Mal mein Senf:
Daß HIV der Verursacher von AIDS ist, bestreitet kein ernstzunehmender Wissenschaftler mehr. Dies zu bezweifeln fällt in denselben Bereich wie die Evolution zu verneinen. Das ist dann eher eine weltanschaulich-philosophische Diskussion, die aber nichts mit Wissenschaft, wie wir sie heutzutage kennen und praktizieren, zu tun hat. Wenn man natürlich sämtliche wissenschaftlichen Methoden (ELISA, Blot, Elektronenmikroskopie, Verlaufsstudien) etc leugnet, bzw. einfach negiert, daß es Bilder und Nachweise gibt, dann kann man auch die Schwerkraft in Frage stellen.

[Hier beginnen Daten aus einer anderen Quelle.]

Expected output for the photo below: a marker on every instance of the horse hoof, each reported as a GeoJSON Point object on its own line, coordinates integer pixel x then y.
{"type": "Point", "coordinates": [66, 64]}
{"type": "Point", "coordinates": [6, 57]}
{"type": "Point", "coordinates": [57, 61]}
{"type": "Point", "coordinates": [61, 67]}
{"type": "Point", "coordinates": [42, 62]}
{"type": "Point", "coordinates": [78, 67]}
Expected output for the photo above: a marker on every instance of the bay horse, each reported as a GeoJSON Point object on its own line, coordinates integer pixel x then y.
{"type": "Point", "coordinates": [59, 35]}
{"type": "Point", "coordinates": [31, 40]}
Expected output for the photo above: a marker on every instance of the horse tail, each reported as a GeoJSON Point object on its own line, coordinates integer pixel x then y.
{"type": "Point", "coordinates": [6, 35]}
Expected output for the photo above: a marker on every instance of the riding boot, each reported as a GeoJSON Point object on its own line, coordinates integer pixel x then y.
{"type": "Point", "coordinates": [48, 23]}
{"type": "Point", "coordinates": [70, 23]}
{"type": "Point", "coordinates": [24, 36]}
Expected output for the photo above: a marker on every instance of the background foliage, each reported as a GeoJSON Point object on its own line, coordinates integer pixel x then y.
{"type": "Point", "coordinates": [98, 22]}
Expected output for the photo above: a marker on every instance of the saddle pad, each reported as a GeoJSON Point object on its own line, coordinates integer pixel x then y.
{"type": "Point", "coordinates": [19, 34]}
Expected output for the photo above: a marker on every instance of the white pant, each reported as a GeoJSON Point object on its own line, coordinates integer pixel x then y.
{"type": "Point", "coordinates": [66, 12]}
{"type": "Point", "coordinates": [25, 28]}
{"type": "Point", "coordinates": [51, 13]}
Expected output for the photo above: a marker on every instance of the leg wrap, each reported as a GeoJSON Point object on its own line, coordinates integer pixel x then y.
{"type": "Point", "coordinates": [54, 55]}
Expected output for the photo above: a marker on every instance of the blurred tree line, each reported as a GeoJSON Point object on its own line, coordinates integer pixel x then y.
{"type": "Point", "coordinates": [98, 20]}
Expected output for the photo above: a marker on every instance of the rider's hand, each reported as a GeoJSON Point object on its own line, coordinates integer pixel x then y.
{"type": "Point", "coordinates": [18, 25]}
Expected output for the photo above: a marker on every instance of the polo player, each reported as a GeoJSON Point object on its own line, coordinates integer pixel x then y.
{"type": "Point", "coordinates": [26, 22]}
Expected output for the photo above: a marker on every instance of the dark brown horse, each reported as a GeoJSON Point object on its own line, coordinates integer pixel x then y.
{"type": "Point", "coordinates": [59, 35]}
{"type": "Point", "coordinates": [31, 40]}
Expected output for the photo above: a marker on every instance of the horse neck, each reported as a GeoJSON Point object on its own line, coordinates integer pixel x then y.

Der Nobelpreisträger Kary Mullis ist zweifelsohne ein phantastischer Biochemiker. Er hat unter anderem die Grundlage für Tests geschaffen, mit denen man auch Viren nachweisen kann. Andererseits ist es ihm böse aufgestoßen, daß sein PCR-Test nie wirklich klinisch für den HIV-Nachweis angewendet wurde, weil es sich bei dem Virus um ein Retrovirus handelt und deshalb (das hab ich hier anderswo im Forum schon mal ausgeführt) Mullis` Test dafür eben nicht so toll ist. Zu teuer, zu aufwändig, etc. Er war wohl recht angepisst von den anderen HIV-AIDS-Forschern.
Jedenfalls ist er ein Aushängeschild der Leute, die einen Zusammenhang zwischen HIV und AIDS bestreiten. Im Grunde genommen haben sie nicht soooo Unrecht: Es ist nicht zweifelsfrei WISSENSCHAFTLICH bewiesen. Es finden sich so schlecht Probanden für eine wissenschaftlich korrekte prospektive Doppelblindstudie mit einer potentiell tödlichen Krankheit - aber wenn mir die Backe jedes Mal weh tut, wenn mir einer draufhaut und nicht weh tut, wenn keiner draufhaut, dann gehe ich sicher von einem Zusammenhang aus. Auch wenn ich keine Ahnung von Schmerzrezeptoren und Mediatoren habe .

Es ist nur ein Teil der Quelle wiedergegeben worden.